In Exercise 23 and 24, make each statement True or False. Justify each answer.

23.

a. Another notation for the vector \(\left[ {\begin{array}{*{20}{c}}{ - 4}\\3\end{array}} \right]\) is \(\left[ {\begin{array}{*{20}{c}}{ - 4}&3\end{array}} \right]\).

b. The points in the plane corresponding to \(\left[ {\begin{array}{*{20}{c}}{ - 2}\\5\end{array}} \right]\) and \(\left[ {\begin{array}{*{20}{c}}{ - 5}\\2\end{array}} \right]\) lie on a line through the origin.

c. An example of a linear combination of vectors \({{\mathop{\rm v}\nolimits} _1}\) and \({{\mathop{\rm v}\nolimits} _2}\) is the vector \(\frac{1}{2}{{\mathop{\rm v}\nolimits} _1}\).

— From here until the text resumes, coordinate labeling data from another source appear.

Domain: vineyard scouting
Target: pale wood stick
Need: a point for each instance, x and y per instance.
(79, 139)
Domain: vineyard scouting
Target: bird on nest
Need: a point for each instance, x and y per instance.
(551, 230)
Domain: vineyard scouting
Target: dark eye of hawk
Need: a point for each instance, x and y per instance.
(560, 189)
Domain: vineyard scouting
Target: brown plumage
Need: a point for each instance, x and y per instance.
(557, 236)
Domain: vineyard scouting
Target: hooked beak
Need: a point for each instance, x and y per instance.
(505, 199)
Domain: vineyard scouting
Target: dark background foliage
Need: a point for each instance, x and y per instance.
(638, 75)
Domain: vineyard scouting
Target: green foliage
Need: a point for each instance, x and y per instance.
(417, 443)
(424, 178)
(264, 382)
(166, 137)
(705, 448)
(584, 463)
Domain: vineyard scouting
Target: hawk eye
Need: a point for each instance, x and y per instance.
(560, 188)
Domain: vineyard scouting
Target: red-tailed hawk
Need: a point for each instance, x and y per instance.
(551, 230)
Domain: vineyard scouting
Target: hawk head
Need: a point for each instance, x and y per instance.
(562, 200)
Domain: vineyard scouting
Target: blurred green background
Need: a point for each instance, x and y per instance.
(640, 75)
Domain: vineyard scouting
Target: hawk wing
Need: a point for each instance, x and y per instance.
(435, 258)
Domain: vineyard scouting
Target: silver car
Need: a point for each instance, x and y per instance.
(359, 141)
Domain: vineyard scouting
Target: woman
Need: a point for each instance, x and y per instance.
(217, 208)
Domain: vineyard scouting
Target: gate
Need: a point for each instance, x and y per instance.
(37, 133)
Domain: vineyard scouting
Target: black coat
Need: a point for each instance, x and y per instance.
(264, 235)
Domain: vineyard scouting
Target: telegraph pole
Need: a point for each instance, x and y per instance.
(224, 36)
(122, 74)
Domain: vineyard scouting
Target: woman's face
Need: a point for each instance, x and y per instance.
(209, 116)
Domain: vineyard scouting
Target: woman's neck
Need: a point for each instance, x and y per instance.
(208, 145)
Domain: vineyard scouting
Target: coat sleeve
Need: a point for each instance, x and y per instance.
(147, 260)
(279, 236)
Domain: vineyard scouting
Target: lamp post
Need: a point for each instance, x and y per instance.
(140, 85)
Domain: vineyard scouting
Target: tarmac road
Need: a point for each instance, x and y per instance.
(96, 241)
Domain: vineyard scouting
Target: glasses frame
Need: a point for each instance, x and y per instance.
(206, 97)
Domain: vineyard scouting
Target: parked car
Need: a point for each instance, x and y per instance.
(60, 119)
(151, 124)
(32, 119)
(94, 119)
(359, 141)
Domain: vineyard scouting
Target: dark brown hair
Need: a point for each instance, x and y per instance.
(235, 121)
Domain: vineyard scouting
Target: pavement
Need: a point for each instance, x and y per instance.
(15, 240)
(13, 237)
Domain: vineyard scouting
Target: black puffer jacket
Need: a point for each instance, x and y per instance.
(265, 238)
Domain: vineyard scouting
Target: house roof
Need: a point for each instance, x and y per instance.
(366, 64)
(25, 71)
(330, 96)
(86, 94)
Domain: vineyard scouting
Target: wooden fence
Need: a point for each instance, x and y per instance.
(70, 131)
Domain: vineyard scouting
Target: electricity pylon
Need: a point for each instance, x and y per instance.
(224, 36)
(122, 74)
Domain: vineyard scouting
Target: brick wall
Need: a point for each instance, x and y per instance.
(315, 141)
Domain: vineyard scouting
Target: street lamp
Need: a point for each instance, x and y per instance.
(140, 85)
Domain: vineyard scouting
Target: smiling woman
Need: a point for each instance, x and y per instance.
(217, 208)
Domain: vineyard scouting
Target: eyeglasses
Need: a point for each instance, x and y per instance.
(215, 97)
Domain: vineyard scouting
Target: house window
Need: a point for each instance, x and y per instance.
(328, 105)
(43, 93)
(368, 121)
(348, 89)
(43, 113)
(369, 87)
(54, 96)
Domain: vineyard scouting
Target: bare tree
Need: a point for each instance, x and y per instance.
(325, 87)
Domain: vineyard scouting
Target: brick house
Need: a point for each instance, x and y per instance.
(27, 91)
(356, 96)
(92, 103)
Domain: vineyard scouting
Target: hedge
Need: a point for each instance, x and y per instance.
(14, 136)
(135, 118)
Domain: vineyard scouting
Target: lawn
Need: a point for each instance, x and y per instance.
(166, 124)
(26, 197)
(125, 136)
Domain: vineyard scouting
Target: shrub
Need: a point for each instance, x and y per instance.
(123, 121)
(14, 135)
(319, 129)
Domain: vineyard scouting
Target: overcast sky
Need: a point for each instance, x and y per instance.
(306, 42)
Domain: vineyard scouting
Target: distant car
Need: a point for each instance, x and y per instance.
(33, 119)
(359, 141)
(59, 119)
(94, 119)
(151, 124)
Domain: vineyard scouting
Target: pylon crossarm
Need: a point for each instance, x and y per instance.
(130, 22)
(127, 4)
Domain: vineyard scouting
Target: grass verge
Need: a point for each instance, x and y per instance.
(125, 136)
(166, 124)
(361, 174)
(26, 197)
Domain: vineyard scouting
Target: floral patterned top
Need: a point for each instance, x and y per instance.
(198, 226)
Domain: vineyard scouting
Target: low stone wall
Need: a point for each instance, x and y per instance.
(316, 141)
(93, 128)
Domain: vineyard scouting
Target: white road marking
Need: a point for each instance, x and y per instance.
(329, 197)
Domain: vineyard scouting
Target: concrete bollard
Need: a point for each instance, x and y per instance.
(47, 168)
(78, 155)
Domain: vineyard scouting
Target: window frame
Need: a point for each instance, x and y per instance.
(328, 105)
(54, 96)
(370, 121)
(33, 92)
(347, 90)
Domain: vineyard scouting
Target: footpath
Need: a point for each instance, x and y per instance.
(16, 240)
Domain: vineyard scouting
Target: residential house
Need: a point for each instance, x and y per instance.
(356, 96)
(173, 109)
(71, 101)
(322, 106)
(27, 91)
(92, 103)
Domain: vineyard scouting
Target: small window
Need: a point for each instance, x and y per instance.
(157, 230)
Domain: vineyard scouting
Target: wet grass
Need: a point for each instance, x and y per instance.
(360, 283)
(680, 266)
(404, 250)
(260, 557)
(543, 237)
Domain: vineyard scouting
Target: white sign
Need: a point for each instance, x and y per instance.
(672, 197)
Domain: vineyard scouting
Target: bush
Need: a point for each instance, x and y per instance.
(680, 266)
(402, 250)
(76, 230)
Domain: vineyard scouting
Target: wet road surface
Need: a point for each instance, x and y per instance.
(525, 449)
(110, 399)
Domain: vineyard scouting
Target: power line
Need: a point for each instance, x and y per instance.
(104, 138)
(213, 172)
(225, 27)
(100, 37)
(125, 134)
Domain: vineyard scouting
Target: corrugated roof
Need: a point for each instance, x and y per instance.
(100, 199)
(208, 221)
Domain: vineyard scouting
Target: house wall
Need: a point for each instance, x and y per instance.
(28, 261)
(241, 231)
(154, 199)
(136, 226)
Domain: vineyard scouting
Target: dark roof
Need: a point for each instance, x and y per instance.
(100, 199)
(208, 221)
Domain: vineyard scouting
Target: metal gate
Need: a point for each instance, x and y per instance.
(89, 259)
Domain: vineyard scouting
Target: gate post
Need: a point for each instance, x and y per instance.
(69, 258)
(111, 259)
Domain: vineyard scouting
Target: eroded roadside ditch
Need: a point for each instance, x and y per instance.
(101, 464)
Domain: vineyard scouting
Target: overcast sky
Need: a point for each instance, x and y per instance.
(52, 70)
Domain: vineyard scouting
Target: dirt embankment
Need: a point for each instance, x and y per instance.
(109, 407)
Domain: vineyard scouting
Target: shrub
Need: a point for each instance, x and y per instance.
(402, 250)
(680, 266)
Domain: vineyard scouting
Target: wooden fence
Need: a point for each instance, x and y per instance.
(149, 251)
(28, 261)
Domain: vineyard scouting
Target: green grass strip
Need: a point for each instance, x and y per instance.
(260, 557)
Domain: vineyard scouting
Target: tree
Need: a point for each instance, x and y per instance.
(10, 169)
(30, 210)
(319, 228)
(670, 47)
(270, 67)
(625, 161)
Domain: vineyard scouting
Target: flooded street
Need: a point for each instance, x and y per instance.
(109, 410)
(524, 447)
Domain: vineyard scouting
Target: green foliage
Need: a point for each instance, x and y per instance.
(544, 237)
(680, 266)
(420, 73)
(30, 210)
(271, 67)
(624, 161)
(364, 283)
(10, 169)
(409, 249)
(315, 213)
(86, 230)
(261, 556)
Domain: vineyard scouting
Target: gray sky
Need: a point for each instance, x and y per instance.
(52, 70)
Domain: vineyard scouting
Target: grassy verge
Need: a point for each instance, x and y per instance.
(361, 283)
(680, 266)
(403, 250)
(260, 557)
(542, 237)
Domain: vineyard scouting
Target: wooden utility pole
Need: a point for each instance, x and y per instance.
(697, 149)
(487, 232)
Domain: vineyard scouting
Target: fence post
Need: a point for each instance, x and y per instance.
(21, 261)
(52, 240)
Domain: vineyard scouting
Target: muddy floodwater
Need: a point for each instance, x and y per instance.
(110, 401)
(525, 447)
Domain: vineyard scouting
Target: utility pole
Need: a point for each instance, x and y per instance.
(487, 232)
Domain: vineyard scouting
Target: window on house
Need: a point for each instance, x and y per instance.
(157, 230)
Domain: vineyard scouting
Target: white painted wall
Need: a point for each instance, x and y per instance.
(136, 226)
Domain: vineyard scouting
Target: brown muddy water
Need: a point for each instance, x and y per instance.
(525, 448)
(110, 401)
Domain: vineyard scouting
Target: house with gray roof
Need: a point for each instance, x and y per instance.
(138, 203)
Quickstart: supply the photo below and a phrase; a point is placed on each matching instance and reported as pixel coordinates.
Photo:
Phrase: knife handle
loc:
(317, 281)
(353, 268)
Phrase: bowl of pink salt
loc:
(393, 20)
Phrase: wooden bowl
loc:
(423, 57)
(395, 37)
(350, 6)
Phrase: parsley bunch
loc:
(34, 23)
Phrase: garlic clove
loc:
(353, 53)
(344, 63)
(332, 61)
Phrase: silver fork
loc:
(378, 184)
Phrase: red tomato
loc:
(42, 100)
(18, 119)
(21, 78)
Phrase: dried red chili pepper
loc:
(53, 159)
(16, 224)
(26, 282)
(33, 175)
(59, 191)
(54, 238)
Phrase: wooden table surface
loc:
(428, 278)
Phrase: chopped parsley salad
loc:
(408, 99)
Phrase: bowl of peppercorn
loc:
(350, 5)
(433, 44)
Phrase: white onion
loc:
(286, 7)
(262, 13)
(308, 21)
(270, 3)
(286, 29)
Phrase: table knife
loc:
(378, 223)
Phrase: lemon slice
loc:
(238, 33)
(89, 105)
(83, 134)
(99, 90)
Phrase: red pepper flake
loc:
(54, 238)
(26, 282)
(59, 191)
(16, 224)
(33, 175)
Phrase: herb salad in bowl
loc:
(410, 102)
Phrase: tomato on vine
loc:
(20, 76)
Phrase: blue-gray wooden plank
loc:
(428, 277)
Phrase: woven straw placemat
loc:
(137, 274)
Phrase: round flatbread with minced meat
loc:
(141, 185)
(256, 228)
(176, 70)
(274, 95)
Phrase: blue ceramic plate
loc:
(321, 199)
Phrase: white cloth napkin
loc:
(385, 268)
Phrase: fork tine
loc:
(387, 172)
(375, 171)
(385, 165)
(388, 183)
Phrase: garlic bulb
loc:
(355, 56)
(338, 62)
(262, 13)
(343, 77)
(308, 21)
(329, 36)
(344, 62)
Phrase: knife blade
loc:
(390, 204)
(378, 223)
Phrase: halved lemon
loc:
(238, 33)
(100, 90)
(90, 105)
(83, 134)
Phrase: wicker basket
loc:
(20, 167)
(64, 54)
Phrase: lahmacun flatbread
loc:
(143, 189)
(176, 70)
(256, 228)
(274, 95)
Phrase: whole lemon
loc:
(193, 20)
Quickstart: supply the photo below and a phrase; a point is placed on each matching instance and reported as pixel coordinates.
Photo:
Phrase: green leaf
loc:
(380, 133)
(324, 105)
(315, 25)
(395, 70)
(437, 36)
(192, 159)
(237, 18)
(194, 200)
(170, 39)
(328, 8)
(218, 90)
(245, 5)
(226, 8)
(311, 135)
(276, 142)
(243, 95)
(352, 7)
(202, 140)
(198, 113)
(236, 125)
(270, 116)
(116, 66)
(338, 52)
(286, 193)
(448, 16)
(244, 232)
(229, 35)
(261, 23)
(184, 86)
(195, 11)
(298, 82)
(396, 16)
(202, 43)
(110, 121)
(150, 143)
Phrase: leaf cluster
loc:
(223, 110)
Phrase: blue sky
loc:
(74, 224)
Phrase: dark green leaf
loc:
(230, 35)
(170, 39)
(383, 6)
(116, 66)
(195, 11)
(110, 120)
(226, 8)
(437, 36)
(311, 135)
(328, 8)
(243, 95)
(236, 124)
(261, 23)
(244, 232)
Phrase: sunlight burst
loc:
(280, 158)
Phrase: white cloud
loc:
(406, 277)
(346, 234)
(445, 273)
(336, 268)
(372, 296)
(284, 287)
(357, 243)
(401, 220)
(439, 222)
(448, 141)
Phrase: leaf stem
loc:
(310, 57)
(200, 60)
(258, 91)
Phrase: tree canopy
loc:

d. The solution set of the linear system whose augmented matrix is \(\left[ {\begin{array}{*{20}{c}}{{a_1}}&{{a_2}}&{{a_3}}&b\end{array}} \right]\) is the same as the solution set of the equation\({{\mathop{\rm x}\nolimits} _1}{a_1} + {x_2}{a_2} + {x_3}{a_3} = b\).

e. The set Span \(\left\{ {u,v} \right\}\) is always visualized as a plane through the origin.

Short answer

1. False
2. False
3. True
4. True
5. False

Step-by-step solution

Identify whether the statement is true or false

a.

In the alternative notation, column vectors are written as (–4, 3) using parentheses and commas.

Thus, the given statement (a) is false.

Identify whether the statement is true or false

b.

If the vector’s corresponding points in the plane were on the same line through the origin, the vectors would have been scalar multiples of each other. The points in the plane corresponding to \(\left[ {\begin{array}{*{20}{c}}{ - 2}\\5\end{array}} \right]\) and \(\left[ {\begin{array}{*{20}{c}}{ - 5}\\2\end{array}} \right]\) are not scalar multiples of each other.

Thus, the given statement (b) is false.

Identify whether the statement is true or false

c.

Vector\({\mathop{\rm y}\nolimits} \)defined by\(y = {c_1}{v_1} + .... + {c_p}{v_p}\)is called alinear combination of\({{\mathop{\rm v}\nolimits} _1},{v_2},...,{v_p}\)with weights\({c_1},{c_2},...,{c_p}\).

Vector \(\frac{1}{2}{v_1} = \frac{1}{2}{v_1} + 0{v_2}\) is a linear combination of vectors \({v_1}\) and \({v_2}\).

Thus, the given statement (c) is true.

Identify whether the statement is true or false

d.

It is known that a vector equation \({{\mathop{\rm x}\nolimits} _1}{a_1} + {x_2}{a_2} + ... + {x_n}{a_n} = b\) has the same solution set as the linear system whose augmented matrix is \(\left[ {\begin{array}{*{20}{c}}{{a_1}}&{{a_2}}&{...}&{{a_n}}&b\end{array}} \right]\).

Thus, the given statement (d) is true.

Identify whether the statement is true or false

e.

The statement is frequently correct; however, span\(\left\{ {u,v} \right\}\)is not a plane when\(v\)is a multiple of\({\mathop{\rm u}\nolimits} \)or when\({\mathop{\rm u}\nolimits} \)is the zero vector.

Thus, the given statement (e) is false.